Home Health & Hospice Week

Reimbursement:

Watch Out For Wage Index Wallop

Mid Atlantic agencies win, New England agencies lose under new OMB system.

Are you ready to see your rates cut 4 percent next year? That’s what could happen if you’re one of the losers in the wage index revamp scheduled for January.

Recap: The Office of Management and Budget issued an April 2018 Bulletin, No. 18–03, which established revisions to the delineation of Metropolitan Statistical Areas, Micropolitan Statistical Areas, and Combined Statistical Areas, the Centers for Medicare & Medicaid Services notes in its 2021 proposed payment rule for home health published in the June 30 Federal Register.

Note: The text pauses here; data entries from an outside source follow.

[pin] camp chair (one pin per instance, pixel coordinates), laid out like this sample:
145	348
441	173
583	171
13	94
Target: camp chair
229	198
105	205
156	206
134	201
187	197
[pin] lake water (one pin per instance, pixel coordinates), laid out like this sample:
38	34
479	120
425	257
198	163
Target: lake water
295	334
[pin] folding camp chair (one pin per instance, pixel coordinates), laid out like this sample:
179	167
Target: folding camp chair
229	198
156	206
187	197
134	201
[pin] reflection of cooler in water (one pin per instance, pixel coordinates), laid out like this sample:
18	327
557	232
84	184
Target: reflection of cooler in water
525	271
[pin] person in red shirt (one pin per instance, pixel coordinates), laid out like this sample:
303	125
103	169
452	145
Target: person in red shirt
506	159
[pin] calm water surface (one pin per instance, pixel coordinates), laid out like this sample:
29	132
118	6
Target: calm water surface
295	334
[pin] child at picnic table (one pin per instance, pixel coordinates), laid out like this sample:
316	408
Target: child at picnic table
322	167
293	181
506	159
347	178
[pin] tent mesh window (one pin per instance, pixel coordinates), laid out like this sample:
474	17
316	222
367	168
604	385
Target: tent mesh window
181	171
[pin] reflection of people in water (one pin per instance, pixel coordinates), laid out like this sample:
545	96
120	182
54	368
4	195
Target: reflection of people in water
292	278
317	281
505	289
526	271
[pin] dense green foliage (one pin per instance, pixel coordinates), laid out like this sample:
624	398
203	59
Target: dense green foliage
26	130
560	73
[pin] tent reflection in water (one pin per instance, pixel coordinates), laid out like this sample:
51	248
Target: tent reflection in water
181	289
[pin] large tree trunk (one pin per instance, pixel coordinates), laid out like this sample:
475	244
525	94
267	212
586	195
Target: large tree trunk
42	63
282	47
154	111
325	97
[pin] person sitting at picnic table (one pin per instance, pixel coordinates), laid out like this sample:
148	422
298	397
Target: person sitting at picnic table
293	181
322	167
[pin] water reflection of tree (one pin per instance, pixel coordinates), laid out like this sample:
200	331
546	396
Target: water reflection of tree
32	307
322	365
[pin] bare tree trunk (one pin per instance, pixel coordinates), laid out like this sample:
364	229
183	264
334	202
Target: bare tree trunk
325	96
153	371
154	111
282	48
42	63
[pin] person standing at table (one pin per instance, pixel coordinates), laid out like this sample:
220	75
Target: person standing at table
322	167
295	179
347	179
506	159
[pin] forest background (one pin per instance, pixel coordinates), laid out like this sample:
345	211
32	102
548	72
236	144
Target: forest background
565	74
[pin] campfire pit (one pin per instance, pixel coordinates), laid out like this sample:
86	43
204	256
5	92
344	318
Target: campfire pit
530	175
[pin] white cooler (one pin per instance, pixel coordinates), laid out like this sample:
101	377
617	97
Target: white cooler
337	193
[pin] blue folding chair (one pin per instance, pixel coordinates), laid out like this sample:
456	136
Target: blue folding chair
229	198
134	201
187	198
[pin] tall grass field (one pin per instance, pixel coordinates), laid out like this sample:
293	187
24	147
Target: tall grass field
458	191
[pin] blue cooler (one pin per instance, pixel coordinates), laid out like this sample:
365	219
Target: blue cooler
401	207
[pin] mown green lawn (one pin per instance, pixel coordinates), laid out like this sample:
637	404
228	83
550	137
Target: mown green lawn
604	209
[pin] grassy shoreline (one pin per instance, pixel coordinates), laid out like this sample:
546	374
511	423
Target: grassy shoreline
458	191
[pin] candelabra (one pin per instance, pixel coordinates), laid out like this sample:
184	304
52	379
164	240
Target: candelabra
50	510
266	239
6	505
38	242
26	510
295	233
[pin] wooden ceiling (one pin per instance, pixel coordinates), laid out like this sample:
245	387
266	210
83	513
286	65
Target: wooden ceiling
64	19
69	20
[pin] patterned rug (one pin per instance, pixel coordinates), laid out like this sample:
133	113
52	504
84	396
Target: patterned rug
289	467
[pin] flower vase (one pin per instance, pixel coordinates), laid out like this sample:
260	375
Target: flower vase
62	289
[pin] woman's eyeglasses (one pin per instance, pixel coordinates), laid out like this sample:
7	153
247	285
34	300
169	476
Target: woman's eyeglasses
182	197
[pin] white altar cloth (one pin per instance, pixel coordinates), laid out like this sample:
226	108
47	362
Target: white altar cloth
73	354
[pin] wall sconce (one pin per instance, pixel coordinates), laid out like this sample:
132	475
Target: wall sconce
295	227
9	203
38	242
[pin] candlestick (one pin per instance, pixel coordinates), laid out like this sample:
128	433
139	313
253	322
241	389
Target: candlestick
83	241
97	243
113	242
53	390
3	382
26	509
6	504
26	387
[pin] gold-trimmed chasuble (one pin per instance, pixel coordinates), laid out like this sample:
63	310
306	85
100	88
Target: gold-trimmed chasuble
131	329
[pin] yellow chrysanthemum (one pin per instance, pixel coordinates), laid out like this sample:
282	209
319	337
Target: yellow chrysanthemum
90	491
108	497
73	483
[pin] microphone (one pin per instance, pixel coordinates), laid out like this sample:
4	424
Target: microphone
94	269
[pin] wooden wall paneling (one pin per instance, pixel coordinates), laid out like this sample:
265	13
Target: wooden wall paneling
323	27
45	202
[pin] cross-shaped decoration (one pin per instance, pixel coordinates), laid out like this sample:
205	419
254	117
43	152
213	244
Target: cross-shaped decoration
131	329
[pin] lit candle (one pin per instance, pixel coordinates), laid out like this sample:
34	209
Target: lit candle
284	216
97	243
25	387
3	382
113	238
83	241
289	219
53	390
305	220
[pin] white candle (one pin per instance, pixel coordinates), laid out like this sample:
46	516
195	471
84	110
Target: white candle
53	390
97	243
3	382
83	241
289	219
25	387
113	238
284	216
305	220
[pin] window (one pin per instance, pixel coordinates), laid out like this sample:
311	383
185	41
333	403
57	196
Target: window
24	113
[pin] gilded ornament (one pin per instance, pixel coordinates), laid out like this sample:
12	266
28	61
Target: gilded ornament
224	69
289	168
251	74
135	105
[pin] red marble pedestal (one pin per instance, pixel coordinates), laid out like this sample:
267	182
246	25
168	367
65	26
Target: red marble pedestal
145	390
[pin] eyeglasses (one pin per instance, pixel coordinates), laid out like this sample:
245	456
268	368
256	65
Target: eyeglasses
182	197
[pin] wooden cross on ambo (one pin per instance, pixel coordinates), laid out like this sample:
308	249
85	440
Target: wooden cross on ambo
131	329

Now CMS is implementing the changes.

Result: Under the OMB restructuring, 34 counties (and county equivalents) that are currently urban would become rural beginning in CY 2021, and 47 counties would go the opposite way, rural to urban, CMS details in the rule. Nineteen counties would move from one CBSA to another, and 31 would change their CBSA name or code.

In the past, CMS has phased in wage index changes over multiple years. But this time, the agency wants to limit drastic swings by capping any decreases in wage index at 5 percent, the rule says. This “transition policy” should “help mitigate any significant negative impacts that home health agencies may experience,” CMS contends.

Bonus: There is no proposed cap on wage index increases, points out the National Association for Home Care & Hospice in its rule analysis.

HHAs would have to transition to the full change in 2022, however. “A one year 5 percent cap provides home health agencies sufficient time to plan appropriately for CY 2022 and future years,” CMS believes.

The wage index changes give finance expert Mark Sharp heartburn, he says. “Some locations will take a pretty good hit,” warns Sharp with BKD in Springfield, Missouri.

If you are in one of the areas with a 5 percent reduction, that will mean about a 4 percent cut to your rates overall, Sharp points out, since 76 percent of the payment rate is the labor portion adjusted by the wage index. A 4 percent drop “is pretty significant for an agency in this climate,” Sharp tells Eli.

That drop will be mitigated by the proposed 2.6 percent increase overall, but may be exacerbated by factors such as LUPA rates, case mix, loss of the rural add-on, and more.

Overall, HHAs in the New England region will see the biggest hit from wage index changes, CMS indicates in the proposed rule. Agencies in Connecticut, Maine, Massachusetts, New Hampshire, Rhode Island, and Vermont will see a 1.1 percent decrease due to wage index changes, a 0.1 percent decrease due to the 5 percent cap, and another 0.1 percent decrease due to rural add-ons phasing out. That equals only an average 1.4 percent rate increase for them, CMS says in its impact estimate.

On the flip side, CMS predicts HHAs in the Mid Atlantic region of Pennsylvania, New Jersey, and New York will see a 3.4 percent average rate increase due in part to a 0.5 percent increase in wage index values under the changes, according to the proposed rule.

Note: Specific counties changing designations are in Tables 3-6 of the rule at www.govinfo.gov/content/pkg/FR-2020-06-30/pdf/2020-13792.pdf. A link to an Excel document with specific values for each wage index area is at www.cms.gov/center/provider-Type/home-Health-Agency-HHA-Center under the “Spotlights” section.